Furthermore, OrientDB allows you to query this data and dynamically generate a merged document from the result of a set of relationships held in its triple store. It’s a very cool approach that other NoSQL vendors are sure to begin applying to their own databases.

Semantic technology also holds the promise of providing more context around search. Rather than return documents that mention “Thatcher,” you may want to say “Job Role: Thatcher” or “Politician (subclass of Person): Thatcher.” This provides disambiguation of search terms.

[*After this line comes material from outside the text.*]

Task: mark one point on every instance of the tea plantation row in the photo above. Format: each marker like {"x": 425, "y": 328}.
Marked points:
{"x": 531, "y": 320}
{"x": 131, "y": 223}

Several products exist, including Temis, Smartlogic, and Open Calais, that use text analytics to extract entities (people, places, and so on) and generate semantic assertions so they can be stored in a triple store, linked to the source text it describes in the NoSQL database.

Public cloud

Something worth considering alongside adoption of NoSQL technology is the public cloud. Companies like Amazon and Microsoft offer flexible infrastructure that can be provisioned and shut down rapidly, on demand. A cloud approach aligns well with NoSQL because of NoSQL’s ability to scale across many commodity systems.

Adopting NoSQL means you will have a database that naturally fits in a cloud environment. Many NoSQL database products can have nodes added and removed from a cluster dynamically with no down time, which means that during periods of peak usage, you can deploy the hardware dynamically using Amazon Web Services, for example, and also add extra database storage or query capacity on demand, too.

Although many NoSQL databases have their roots in open-source, enterprise features — including cloud management utilities — these database features though are available only as commercial add-ons.

Some databases may be able to scale to any number of nodes, but providing that extra capability may require the database to shut down, or at least negatively affect short-term performance.

These concerns and others are detailed alongside the products in Parts II through VII of this book.